I will be SO glad when this election season is over as it seems to me, as that person in the middle, that the people have gone insane and lost all touch of what really matters-- like the issues! Frankly if people want to condemn her for marrying and loving Trump, they might consider that could be used against their candidate this time!!!! grrrrrrr
Posted by: Rain Trueax | July 20, 2016 at 08:53 AM
Melania Trump, inadvertently or not, may have used a couple of sentences from Ms. Obama's speech which expressed values most of us can agree with.
Hillary Clinton, in FBI Director Comey's own words, was "extremely careless" in her handling of government classified and top secret emails on her private home server.
Hillary's actions are far more serious, don't you think?
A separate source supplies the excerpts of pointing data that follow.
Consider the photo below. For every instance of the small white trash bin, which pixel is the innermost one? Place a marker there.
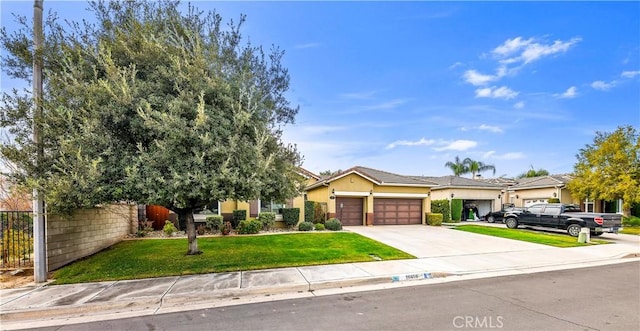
(584, 236)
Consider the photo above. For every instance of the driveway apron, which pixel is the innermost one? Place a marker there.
(424, 241)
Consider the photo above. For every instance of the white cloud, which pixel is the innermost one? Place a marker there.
(457, 145)
(602, 85)
(630, 74)
(421, 142)
(505, 156)
(518, 50)
(502, 92)
(511, 46)
(570, 93)
(491, 128)
(358, 95)
(307, 45)
(475, 78)
(387, 105)
(455, 65)
(536, 51)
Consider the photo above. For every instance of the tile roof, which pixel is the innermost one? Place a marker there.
(457, 181)
(308, 173)
(542, 181)
(376, 176)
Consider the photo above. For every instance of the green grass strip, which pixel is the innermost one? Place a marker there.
(551, 239)
(147, 258)
(631, 230)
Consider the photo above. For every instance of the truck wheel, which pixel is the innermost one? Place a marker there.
(511, 223)
(573, 230)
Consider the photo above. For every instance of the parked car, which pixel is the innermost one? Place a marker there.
(498, 216)
(566, 217)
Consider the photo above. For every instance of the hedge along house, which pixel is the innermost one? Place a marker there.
(254, 207)
(365, 196)
(485, 196)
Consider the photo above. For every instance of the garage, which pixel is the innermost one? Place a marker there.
(349, 211)
(530, 202)
(397, 211)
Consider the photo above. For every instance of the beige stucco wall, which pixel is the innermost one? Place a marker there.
(87, 231)
(472, 194)
(354, 185)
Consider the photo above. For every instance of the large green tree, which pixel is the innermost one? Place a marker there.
(609, 169)
(151, 104)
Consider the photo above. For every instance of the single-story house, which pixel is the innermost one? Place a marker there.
(159, 214)
(365, 196)
(483, 195)
(529, 191)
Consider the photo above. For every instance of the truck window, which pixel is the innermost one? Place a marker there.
(552, 210)
(536, 209)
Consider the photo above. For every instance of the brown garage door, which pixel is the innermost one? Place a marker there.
(349, 211)
(397, 211)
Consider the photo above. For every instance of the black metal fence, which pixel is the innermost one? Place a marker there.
(16, 239)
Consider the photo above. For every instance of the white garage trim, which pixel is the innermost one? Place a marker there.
(400, 195)
(351, 194)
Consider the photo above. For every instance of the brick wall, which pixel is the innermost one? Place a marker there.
(87, 231)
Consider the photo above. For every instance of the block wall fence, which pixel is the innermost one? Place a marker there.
(87, 231)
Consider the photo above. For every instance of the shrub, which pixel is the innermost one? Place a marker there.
(251, 226)
(226, 228)
(442, 207)
(238, 215)
(333, 224)
(631, 221)
(214, 223)
(169, 228)
(268, 219)
(305, 226)
(201, 229)
(290, 216)
(434, 219)
(456, 210)
(309, 210)
(318, 213)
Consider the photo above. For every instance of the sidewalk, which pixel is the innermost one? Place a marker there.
(67, 304)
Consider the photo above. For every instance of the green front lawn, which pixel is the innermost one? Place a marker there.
(147, 258)
(631, 230)
(552, 239)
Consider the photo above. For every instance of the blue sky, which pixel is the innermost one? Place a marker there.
(407, 86)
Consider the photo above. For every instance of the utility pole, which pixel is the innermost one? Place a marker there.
(39, 228)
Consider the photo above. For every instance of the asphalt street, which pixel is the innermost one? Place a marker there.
(595, 298)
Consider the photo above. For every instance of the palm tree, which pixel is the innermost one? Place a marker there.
(458, 168)
(474, 167)
(534, 173)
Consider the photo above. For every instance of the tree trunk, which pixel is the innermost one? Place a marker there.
(186, 216)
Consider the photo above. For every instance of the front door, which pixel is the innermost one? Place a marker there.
(350, 211)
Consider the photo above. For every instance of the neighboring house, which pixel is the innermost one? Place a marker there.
(484, 195)
(532, 190)
(528, 191)
(365, 196)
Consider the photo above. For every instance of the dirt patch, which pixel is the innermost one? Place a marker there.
(7, 280)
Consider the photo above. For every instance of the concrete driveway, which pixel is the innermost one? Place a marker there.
(424, 241)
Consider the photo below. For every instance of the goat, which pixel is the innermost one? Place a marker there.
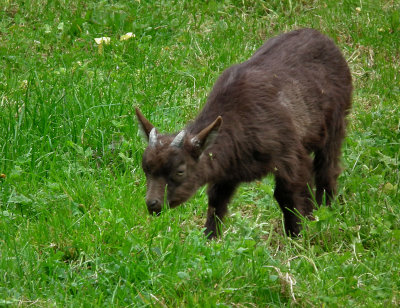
(265, 115)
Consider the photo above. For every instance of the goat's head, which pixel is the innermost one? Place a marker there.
(171, 163)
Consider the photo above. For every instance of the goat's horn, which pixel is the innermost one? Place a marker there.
(178, 140)
(153, 137)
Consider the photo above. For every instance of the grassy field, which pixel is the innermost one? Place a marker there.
(74, 229)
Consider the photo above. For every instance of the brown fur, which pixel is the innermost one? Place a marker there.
(266, 115)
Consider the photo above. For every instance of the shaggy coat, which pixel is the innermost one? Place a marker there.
(265, 115)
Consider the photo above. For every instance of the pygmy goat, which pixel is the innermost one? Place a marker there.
(265, 115)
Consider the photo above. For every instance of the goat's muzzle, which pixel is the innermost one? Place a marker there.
(153, 206)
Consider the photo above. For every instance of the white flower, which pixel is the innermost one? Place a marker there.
(127, 36)
(102, 40)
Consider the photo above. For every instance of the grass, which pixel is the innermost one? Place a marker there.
(74, 230)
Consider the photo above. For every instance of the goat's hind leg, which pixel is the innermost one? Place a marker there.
(326, 170)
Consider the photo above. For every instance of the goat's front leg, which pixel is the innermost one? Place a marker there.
(219, 195)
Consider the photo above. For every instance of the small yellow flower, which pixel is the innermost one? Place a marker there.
(102, 40)
(127, 36)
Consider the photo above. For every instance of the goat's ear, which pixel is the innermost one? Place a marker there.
(207, 136)
(144, 124)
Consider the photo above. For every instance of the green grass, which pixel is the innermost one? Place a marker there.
(74, 229)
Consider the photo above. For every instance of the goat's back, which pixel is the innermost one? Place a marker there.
(295, 88)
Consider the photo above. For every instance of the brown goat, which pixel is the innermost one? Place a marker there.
(265, 115)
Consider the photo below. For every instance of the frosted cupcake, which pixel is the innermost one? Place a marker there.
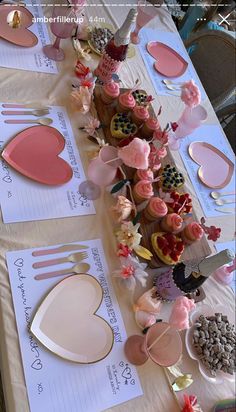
(191, 233)
(149, 127)
(110, 92)
(140, 115)
(142, 191)
(171, 223)
(155, 210)
(143, 175)
(126, 102)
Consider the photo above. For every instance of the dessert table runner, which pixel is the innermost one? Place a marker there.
(24, 86)
(55, 384)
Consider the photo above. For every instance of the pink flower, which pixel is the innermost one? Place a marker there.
(190, 94)
(179, 315)
(81, 99)
(122, 209)
(91, 127)
(190, 404)
(135, 154)
(127, 271)
(123, 250)
(213, 232)
(155, 156)
(81, 70)
(174, 126)
(161, 137)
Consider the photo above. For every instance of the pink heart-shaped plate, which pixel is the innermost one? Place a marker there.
(20, 36)
(216, 169)
(34, 153)
(169, 63)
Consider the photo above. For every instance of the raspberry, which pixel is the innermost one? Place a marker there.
(175, 195)
(170, 237)
(174, 256)
(165, 251)
(179, 247)
(161, 242)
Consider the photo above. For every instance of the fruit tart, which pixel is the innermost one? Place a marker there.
(168, 247)
(179, 203)
(122, 126)
(170, 178)
(140, 97)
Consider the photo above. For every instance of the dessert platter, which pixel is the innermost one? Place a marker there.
(123, 115)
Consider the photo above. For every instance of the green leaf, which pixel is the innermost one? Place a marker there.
(136, 219)
(119, 185)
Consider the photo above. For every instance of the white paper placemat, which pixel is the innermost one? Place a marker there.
(23, 199)
(54, 384)
(174, 41)
(228, 245)
(33, 58)
(213, 135)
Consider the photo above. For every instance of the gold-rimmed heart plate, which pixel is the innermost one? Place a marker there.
(67, 324)
(216, 169)
(98, 51)
(14, 24)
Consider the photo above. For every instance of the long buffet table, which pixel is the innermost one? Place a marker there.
(23, 86)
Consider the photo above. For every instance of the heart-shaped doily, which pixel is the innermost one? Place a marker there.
(169, 63)
(121, 126)
(34, 153)
(67, 324)
(20, 36)
(216, 169)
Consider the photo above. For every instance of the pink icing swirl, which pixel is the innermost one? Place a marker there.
(157, 206)
(112, 89)
(145, 174)
(127, 100)
(144, 189)
(194, 231)
(152, 123)
(141, 112)
(174, 221)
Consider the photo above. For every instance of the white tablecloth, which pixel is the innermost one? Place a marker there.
(22, 86)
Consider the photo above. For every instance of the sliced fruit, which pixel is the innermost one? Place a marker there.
(140, 97)
(122, 127)
(168, 247)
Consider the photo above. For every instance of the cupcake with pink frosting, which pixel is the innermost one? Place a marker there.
(171, 223)
(142, 191)
(140, 115)
(149, 127)
(126, 102)
(155, 210)
(191, 233)
(146, 174)
(110, 92)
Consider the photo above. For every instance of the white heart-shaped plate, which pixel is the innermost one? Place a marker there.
(67, 324)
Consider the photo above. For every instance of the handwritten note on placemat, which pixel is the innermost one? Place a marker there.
(174, 41)
(54, 384)
(23, 199)
(214, 136)
(32, 58)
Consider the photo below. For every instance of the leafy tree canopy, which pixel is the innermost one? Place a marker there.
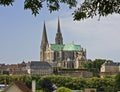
(88, 9)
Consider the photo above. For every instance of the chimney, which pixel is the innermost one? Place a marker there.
(33, 86)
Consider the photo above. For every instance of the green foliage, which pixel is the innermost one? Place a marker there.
(6, 2)
(94, 66)
(107, 84)
(91, 8)
(117, 82)
(88, 9)
(63, 89)
(47, 85)
(36, 5)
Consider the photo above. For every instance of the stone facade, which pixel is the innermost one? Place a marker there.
(40, 68)
(61, 53)
(109, 68)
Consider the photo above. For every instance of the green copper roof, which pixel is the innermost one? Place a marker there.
(56, 47)
(72, 47)
(65, 47)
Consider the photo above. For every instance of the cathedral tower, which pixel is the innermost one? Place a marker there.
(44, 43)
(58, 38)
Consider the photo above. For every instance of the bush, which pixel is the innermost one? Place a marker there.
(63, 89)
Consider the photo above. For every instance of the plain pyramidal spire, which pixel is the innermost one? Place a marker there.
(58, 38)
(44, 41)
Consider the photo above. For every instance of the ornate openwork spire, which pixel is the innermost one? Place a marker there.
(58, 38)
(44, 41)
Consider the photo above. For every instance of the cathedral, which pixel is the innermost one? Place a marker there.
(64, 55)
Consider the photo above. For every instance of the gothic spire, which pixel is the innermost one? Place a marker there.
(58, 38)
(44, 40)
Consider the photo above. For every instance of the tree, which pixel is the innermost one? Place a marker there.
(88, 9)
(63, 89)
(91, 8)
(47, 85)
(36, 5)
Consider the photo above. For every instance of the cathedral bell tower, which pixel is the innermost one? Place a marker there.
(58, 38)
(44, 43)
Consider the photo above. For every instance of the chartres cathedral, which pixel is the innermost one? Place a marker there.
(64, 55)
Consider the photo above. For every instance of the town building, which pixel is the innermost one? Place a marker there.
(66, 55)
(109, 68)
(17, 86)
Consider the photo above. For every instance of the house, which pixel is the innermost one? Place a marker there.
(59, 51)
(109, 68)
(40, 68)
(17, 86)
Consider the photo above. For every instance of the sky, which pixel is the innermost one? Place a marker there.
(21, 33)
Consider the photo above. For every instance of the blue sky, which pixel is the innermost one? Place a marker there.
(21, 32)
And you trust her to be president?
Posted by: N. H. Foles | July 20, 2016 at 10:42 AM
Apology from Trump speechwriter:
Posted by: N. H. Foles | July 20, 2016 at 10:49 AM
The focus on her plagiarism is really silly in my opinion. The RNC has been filled with racism, imperialism and white supremacy but the overarching focus has been on a couple of lines from one speech filled with boring recycled platitudes. Why is that? Because it’s easy. It takes no effort to rail against plagiarism while it makes most liberals uncomfortable to talk about white supremacy and imperialism. If we spend too long on that subject we may see the overlap between Trump and Clinton and to a slightly lesser extent, Sanders.
And this is directed to Rain, the far-left has roundly ridiculed the hyperfocus on the plagiarism issue. Liberals have been eating this up as Brian’s post shows us. Also, no one who says they were pushed to vote for Trump because of this fiasco was actually considering Clinton, let’s be honest.
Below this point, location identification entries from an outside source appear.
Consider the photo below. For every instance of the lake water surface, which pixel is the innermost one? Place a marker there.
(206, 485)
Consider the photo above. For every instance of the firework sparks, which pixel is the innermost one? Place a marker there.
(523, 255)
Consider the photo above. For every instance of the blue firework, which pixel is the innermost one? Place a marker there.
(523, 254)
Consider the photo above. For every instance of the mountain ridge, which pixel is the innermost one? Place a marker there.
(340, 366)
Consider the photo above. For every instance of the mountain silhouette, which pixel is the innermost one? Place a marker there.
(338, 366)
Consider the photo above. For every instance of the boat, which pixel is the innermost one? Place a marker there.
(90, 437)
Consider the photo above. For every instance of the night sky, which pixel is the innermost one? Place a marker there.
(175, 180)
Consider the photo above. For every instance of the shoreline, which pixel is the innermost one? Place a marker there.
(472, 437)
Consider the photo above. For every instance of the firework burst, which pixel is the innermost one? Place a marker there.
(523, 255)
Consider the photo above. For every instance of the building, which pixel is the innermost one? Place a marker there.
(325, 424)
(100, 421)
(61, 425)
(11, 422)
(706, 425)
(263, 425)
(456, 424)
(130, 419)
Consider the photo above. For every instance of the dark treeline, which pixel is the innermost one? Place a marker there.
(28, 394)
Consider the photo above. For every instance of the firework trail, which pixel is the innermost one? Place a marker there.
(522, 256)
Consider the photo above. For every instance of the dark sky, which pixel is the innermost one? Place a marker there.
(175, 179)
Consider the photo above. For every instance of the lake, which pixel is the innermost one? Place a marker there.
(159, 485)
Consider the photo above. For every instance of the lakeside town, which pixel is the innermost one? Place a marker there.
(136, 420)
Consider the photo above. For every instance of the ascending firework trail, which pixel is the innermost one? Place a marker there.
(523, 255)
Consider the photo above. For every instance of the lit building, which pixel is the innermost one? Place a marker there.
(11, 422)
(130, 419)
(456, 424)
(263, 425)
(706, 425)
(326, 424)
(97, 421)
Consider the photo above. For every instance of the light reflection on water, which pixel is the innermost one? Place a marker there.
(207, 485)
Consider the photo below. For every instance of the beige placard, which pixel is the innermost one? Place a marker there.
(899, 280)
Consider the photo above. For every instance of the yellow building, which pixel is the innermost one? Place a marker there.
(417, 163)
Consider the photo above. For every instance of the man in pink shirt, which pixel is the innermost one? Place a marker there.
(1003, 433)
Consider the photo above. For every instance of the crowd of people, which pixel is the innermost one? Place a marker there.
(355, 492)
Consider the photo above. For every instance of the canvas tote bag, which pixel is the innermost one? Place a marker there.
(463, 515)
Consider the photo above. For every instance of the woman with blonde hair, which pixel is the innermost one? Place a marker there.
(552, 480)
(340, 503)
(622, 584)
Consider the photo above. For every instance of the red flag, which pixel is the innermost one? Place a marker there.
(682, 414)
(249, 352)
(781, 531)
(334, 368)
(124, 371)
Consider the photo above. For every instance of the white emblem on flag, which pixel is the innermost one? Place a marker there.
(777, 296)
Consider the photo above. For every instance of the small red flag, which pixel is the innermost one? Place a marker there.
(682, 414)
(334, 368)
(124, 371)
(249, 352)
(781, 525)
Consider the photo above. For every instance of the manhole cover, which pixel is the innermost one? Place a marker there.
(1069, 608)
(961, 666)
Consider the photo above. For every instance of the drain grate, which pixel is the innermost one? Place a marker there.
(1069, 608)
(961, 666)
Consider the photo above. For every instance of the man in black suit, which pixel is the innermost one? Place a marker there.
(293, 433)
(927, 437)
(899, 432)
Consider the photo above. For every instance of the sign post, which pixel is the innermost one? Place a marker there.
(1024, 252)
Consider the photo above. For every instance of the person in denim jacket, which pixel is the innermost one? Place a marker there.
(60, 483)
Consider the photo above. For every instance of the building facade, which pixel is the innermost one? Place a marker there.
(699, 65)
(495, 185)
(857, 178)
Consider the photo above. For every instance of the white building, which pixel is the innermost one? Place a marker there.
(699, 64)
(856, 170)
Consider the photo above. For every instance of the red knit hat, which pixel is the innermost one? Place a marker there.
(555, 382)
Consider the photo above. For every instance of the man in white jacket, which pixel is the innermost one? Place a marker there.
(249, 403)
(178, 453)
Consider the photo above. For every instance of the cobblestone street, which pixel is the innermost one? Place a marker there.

Posted by: Micah | July 20, 2016 at 03:14 PM
No, Micah, it'd be those who are still furious at Hillary over a lot of things, see her as a warmonger, on the side of Hedge Funds, arrogant, ego driven(hence when she was warned not to use her own server, she ignored it), secretive, and out for the buck to enrich her family, that's who. They'd do it when they saw both of them as bad. Real fans of Hillary (they must exist) would never vote for Trump. But when the media is so oriented to attacking Trump, distorting anything he says, it makes people who aren't far left mad. The middle is where elections are won or lost and that's where this is playing poorly. The far left already are on Hillary's side. A lot of lefties have been considering writing in Bernie or voting Green and they need to believe Hillary would not hurt their pet causes. No, it wont be me voting for him. I'll have to vote for her to keep him out-- but this thing of attacking his wife sure doesn't make me like those who think that was fair when they've overlooked worse examples of plagiarism-- and seriously, who thought she was going to be running the country. That'll be Pence... It's laugh or cry these days.